La déchéance de nationalité, arme de guerre contre le terrorisme !
L’idée était dans l’air depuis longtemps. Elle faisait peur, tant son application constituait un tournant irréversible. Déchoir de sa nationalité française un jeune français d’origine étrangère, impliqué dans des activités terroristes, avait suscité un vif débat entre une droite qui voulait rajouter cette mesure à son arsenal répressif contre le phénomène de radicalisation qui touche des milliers de jeunes français et une gauche qui conservait des relents d’égalitarisme républicain et qui craignait qu’une telle voie ne fissure le pacte national.
Par Mustapha Tossa
Le tournant psychologique et politique a sans doute eu lieu avec les attentats contre Charlie Hebdo et la supérette casher. Même s’il n’y a pas de lien mécanique entre la validation du conseil constitutionnel et les attentats de Paris, une sorte de grande césure a opéré au sein de l’approche française. Comment lutter contre ce monstre invisible qui séduit, lave les cerveaux et embrigade des jeunes français pour les transformer en arme de guerre en Irak et en Syrie et en outils de terreur en Europe ? Comment stopper ce lugubre appel, amplifié par les réseaux sociaux, et qui s’empare des esprits les plus fragiles pour en faire des djihadistes?
De nombreuses pistes, relativement traditionnelles, ont été proposés, allant du contrôle d’Internet au processus de" déradicalisation", passant par une attention particulière prêté au monde carcéral pointé comme un lieu de formation et d’initiation au Jihad. Celle de la déchéance de la nationalité traduit une envie d’aller très loin dans l’éradication des comportements terroristes. La droite a bruyamment applaudi la mesure et appelle à lui donner une pérennité institutionnelle dans le cadre d’une loi pour que son effet dissuasif fonctionne efficacement. Laurent Wauquiez, secrétaire général de l’UMP, fut le premier à dégainer: "Il ne peut plus y avoir de débat sur ce sujet: il ne peut y avoir de place sur le territoire de la République pour les terroristes qui ont déclaré la guerre à la France et à son mode de vie".
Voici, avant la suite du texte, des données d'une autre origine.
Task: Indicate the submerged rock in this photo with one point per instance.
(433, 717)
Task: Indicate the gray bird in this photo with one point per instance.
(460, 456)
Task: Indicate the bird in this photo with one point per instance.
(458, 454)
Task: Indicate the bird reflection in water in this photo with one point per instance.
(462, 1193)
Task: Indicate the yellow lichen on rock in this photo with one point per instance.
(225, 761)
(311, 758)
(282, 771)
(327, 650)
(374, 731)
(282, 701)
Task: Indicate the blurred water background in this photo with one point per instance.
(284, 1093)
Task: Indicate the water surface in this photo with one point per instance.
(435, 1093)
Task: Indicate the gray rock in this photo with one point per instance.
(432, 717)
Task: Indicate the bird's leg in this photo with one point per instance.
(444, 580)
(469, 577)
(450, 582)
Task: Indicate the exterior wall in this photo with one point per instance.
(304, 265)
Sonnée par les attentats contre Charlie Hebdo, la gauche morale et républicaine a observé un silence gêné. Des commentaires timides ont tenté d’alerter l’opinion que si sa lutte impitoyable et déterminée l’emmène vers ces solutions, les prometteurs de la démarche terroriste peuvent se frotter les mains d’avoir réussi à faire bouger les lignes rouges du pacte républicain. Le ministre de l’intérieur Bernard Cazeneuve fut un de ceux qui ont pris conscience de ce risque :"La lutte contre le terrorisme doit se faire dans le principe général du droit, des principes constitutionnels et des libertés publiques (…) Autrement nous organiserions la victoire des terroristes face à la démocratie et à la République".
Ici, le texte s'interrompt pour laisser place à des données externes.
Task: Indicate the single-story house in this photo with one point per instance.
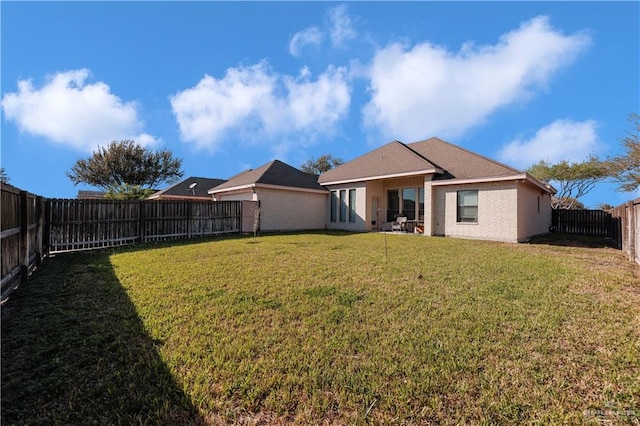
(289, 199)
(191, 188)
(441, 189)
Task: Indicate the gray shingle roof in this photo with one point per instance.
(433, 155)
(391, 159)
(273, 173)
(458, 162)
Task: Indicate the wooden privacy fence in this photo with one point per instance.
(582, 222)
(626, 222)
(33, 227)
(23, 240)
(88, 224)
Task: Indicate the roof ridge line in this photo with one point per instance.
(473, 153)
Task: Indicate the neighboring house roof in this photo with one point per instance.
(446, 161)
(274, 173)
(186, 189)
(91, 195)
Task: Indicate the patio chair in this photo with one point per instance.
(399, 223)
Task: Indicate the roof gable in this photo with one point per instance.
(273, 173)
(458, 162)
(394, 158)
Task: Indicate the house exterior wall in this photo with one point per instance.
(534, 211)
(497, 211)
(362, 218)
(284, 210)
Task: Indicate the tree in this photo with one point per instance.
(322, 164)
(625, 169)
(572, 180)
(128, 192)
(567, 203)
(606, 206)
(125, 169)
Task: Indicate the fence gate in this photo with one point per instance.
(87, 224)
(583, 222)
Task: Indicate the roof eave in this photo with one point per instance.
(387, 176)
(522, 176)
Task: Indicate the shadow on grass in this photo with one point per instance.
(74, 351)
(571, 240)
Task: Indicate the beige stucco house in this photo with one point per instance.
(441, 189)
(288, 199)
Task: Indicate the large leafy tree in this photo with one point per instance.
(625, 168)
(321, 164)
(126, 170)
(572, 180)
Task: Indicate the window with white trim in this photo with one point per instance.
(334, 205)
(352, 205)
(468, 206)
D’autant que cette mesure ne touche que les binationaux et non les français "d’origine". Pour ces nationaux, Manuel Valls a invité ses pairs à une réflexion sur une peine qui porterait l’intitulé " d’indignité nationale" et qui serait l’équivalent de la déchéance de nationalité pour les binationaux. Mais cette peine aussi ne semble pas susciter une unanimité. Christiane Taubira, ministre de la Justice, a fait part de ses réserves qui en disent long sur les fractures à venir : " Ce n’est pas un symbole que moi j’aurais revendiqué (…) Ça serait effectivement un acte symbolique mais les symboles portent leur charge".
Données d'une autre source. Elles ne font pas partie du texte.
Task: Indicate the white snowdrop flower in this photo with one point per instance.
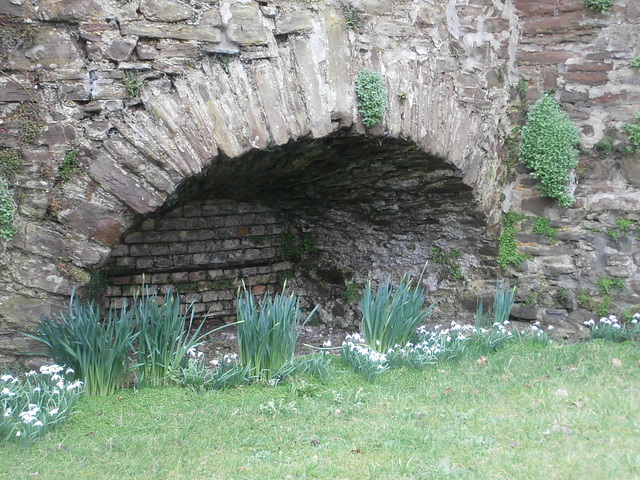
(74, 385)
(6, 391)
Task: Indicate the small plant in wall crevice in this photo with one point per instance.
(599, 5)
(372, 96)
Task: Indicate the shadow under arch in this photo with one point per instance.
(327, 214)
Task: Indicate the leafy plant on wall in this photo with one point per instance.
(549, 141)
(372, 96)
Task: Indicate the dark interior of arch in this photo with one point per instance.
(325, 214)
La déchéance de la nationalité jette un effroi sur les grandes consciences républicaines françaises. La grande angoisse est que, aveuglées par une guerre légitime contre les promoteurs de la terreur, les structures de l’Etat ne puissent commettre des injustices et des erreurs qui plongeraient la mémoire collective dans les plus sombres heures de son histoire. Déchoir serait d’une grande régression qui signerait aussi la victoire des terroristes.